Wer könne denn garantieren, dass man die Regelung nicht schon bald auf andere Kathedralen ausdehnen werde, etwa in Reims oder Amiens? Oder in der Folge auch auf Dorfkirchen? Christensen traut auch der Beteuerung der Kulturministerin nicht, dass der Zugang für die Gläubigen, die zur Messe gehen, kostenlos bleiben würde.

Kultur und Kult voneinander trennen?

„Das wäre ja noch schöner! Nur gibt es auch hier eine gefährliche Verschiebung hin zu der Vorstellung, dass der Ausdruck des Glaubens auf die Liturgie beschränkt wäre. Und außerdem: Ist es wirklich so einfach, den Pilger mit Sicherheit vom Touristen zu unterscheiden? Den schüchternen Passanten, der hinter einer Gruppe von Urlaubern nach Gott sucht? Wer wird die Herzen erforschen? Mit welchen Kriterien will man den kulturellen Appetit vom spirituellen Durst trennen? Wie sieht es in der Praxis aus? Freier Eintritt, wenn Sie ein Vaterunser beten können? Halber Preis bei Vorlage eines Taufscheins?“

Der Journalist spricht von einer „Falle“: Sie bestehe darin, das Kulturelle vom Kultischen zu trennen. „Es stimmt schon: Der freie Zugang zu Kirchen hat etwas Unbequemes an sich, für den Staat und manchmal auch für die Gläubigen. Aber diese aus dem französischen Laizismus entstandene Bizarrerie hat auch eine prophetische Dimension in einer Zeit, in der alles gezählt und mit einem Preisschild versehen wird. Eine Kathedrale ist zwar ein Werk des Glaubens, das zur Ehre Gottes errichtet wurde, aber ihre Schönheit ist ein Geschenk, das allen gehört.“

Widerstand leisten

Sollte die Kirche diesen Kampf verlieren, rät Christensen ihn zu „spirituellem Widerstand“: „Indem sie ununterbrochen Messen und Gebetszeiten in Notre-Dame organisiert!
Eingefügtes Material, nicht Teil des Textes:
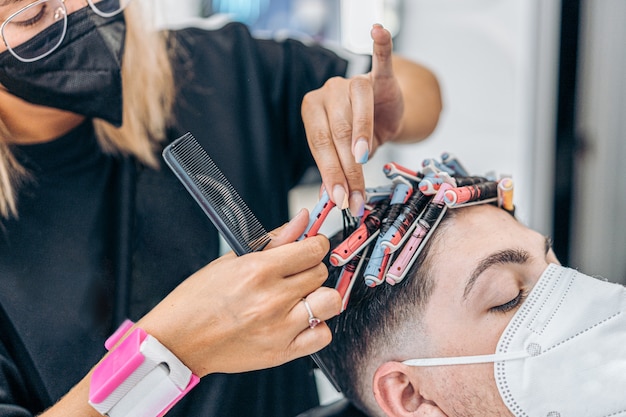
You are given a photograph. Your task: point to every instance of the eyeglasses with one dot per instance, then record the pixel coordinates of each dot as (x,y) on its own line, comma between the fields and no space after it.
(45,23)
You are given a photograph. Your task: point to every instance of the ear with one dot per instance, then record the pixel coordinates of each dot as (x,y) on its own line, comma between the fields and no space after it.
(397,392)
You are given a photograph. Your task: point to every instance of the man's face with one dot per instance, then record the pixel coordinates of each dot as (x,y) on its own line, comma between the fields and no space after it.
(484,264)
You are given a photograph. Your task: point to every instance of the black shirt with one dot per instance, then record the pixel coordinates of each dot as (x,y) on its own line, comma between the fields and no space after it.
(59,261)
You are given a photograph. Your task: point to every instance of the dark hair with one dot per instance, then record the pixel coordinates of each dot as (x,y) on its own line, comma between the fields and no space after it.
(372,319)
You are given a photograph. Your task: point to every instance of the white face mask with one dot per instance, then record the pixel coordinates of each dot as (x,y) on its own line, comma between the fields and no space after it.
(564,352)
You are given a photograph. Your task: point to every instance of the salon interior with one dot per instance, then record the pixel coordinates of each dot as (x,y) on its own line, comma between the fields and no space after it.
(531,88)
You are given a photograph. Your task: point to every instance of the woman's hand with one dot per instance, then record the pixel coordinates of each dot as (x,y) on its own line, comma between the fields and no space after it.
(346,120)
(245,313)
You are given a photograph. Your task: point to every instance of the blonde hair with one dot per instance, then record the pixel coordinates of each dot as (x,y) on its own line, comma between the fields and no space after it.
(148,95)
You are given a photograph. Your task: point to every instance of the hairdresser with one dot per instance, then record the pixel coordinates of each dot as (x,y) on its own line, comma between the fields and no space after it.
(94,229)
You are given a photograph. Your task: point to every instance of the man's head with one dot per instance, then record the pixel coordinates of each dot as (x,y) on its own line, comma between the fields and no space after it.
(461,293)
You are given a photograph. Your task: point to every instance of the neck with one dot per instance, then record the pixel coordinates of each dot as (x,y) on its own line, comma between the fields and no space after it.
(28,123)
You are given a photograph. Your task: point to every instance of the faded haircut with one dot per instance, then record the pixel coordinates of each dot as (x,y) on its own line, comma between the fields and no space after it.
(376,319)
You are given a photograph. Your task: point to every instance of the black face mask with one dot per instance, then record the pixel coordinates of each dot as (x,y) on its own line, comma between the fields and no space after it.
(82,76)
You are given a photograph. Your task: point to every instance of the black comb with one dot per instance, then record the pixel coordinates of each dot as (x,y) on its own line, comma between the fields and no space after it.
(214,193)
(221,202)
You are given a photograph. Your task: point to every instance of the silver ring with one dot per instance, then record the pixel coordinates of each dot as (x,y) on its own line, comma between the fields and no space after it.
(313,321)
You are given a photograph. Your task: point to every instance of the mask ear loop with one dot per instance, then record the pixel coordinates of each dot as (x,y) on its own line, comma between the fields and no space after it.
(468,360)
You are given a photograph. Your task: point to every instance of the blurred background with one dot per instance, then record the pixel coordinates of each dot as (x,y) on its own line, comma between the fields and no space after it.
(531,88)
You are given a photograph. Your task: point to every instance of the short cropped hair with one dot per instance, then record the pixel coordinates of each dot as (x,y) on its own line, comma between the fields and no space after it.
(375,321)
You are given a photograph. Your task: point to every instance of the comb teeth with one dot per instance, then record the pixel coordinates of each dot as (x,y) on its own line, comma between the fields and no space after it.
(214,193)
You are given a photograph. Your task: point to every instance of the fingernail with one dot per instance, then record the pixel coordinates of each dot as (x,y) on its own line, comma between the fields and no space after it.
(361,151)
(357,204)
(300,213)
(340,198)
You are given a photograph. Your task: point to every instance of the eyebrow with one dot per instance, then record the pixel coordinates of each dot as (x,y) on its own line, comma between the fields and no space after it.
(507,256)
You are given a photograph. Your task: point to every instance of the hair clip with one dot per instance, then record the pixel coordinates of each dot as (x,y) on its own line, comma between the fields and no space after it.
(430,183)
(432,166)
(505,194)
(318,215)
(361,237)
(377,266)
(426,224)
(374,195)
(346,280)
(393,169)
(403,225)
(453,163)
(471,194)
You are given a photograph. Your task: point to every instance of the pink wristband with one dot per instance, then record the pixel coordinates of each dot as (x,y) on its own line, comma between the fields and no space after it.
(139,377)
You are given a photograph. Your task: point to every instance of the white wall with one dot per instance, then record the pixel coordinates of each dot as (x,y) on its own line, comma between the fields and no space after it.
(599,238)
(496,61)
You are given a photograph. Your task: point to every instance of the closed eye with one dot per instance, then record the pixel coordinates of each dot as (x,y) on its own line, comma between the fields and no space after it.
(510,305)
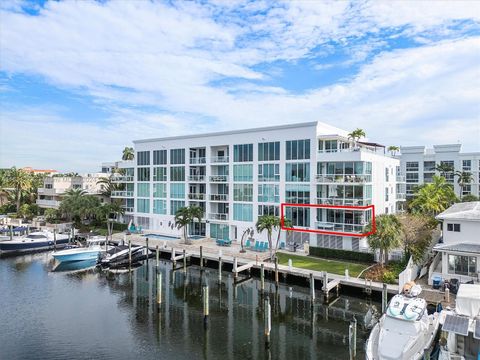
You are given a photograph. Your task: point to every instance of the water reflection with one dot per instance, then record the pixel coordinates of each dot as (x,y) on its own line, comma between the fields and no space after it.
(122,311)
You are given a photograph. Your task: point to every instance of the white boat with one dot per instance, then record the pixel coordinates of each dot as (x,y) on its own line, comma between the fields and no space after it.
(460,339)
(95,247)
(35,241)
(405,331)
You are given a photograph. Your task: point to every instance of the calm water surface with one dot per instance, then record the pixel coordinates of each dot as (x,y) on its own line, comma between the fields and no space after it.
(89,314)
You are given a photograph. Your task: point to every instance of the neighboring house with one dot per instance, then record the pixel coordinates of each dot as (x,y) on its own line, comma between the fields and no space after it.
(54,187)
(459,253)
(418,164)
(237,176)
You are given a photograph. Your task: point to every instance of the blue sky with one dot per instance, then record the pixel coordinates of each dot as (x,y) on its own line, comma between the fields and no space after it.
(81,80)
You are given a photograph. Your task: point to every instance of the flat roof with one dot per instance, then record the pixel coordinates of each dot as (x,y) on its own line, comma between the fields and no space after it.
(230,132)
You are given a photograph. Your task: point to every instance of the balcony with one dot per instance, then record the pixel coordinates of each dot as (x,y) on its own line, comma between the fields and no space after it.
(198,161)
(48,203)
(196,178)
(219,197)
(217,216)
(219,159)
(343,178)
(122,194)
(122,178)
(219,178)
(342,201)
(196,196)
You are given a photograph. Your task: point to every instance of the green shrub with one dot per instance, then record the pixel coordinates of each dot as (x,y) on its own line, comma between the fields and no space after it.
(341,254)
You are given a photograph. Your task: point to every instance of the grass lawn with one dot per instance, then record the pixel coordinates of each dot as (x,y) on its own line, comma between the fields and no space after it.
(313,263)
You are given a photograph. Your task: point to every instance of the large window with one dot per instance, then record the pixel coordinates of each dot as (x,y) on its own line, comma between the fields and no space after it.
(143,190)
(175,205)
(160,173)
(177,173)
(143,158)
(462,265)
(177,191)
(242,153)
(268,193)
(160,190)
(243,172)
(143,174)
(269,172)
(160,207)
(298,149)
(242,192)
(243,212)
(177,156)
(269,151)
(159,157)
(298,172)
(143,205)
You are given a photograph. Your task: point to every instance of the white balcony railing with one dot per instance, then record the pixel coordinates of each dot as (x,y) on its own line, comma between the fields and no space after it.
(194,161)
(199,178)
(196,196)
(122,194)
(343,178)
(219,197)
(217,216)
(219,178)
(342,201)
(219,159)
(122,178)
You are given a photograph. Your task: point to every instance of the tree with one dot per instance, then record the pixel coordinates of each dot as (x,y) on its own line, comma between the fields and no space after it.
(464,178)
(185,216)
(393,149)
(433,198)
(356,135)
(416,235)
(128,153)
(386,236)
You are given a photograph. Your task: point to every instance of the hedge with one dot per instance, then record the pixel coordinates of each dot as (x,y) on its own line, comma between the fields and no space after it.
(342,254)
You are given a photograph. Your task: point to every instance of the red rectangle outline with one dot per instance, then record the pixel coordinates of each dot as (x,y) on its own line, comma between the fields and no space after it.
(374,227)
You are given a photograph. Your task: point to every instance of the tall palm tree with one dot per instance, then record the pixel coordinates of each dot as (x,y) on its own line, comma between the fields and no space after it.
(387,235)
(393,149)
(20,181)
(128,153)
(356,135)
(185,216)
(464,178)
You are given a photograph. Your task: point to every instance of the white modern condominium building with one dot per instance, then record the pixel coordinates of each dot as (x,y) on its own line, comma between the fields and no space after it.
(237,176)
(419,165)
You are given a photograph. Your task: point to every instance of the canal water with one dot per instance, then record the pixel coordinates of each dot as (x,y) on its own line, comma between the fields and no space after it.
(60,313)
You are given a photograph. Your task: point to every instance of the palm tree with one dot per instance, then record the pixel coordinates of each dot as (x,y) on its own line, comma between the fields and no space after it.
(386,236)
(393,149)
(185,216)
(433,198)
(128,153)
(356,135)
(464,178)
(20,181)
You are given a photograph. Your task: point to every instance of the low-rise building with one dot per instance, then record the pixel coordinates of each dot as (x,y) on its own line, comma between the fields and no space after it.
(458,254)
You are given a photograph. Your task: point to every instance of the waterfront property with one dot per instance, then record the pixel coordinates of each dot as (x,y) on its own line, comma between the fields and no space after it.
(419,164)
(237,176)
(458,255)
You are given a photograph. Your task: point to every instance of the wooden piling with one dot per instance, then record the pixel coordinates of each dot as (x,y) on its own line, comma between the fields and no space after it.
(268,321)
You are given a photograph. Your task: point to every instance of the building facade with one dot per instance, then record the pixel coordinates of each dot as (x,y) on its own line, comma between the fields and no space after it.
(419,165)
(237,176)
(54,187)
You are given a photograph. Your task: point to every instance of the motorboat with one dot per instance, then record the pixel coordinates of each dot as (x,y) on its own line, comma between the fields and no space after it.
(35,241)
(460,336)
(92,251)
(406,331)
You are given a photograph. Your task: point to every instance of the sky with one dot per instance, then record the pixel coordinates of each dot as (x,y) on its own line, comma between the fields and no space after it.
(80,80)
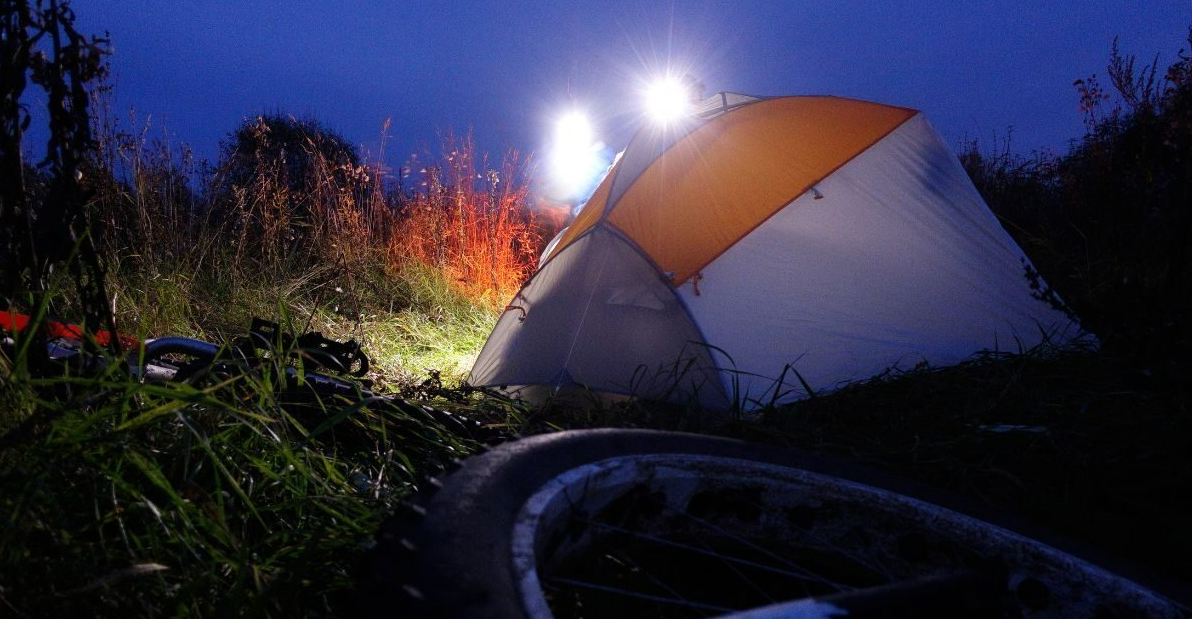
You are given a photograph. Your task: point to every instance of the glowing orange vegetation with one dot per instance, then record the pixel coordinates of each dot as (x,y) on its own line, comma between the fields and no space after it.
(473,224)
Dies wäre sogar eine Gelegenheit, das Eigenleben eines solchen Ortes zu bezeugen und, mehr noch, die ewige Unentgeltlichkeit der Gnade zu bekräftigen.“

Eine Art kirchlicher Filibuster? Der Vorschlag zeigt, dass sich im Moment, in dem die Tore der gotischen Kathedrale von Paris aufspringen, auch viele weitere Fragen stellen werden.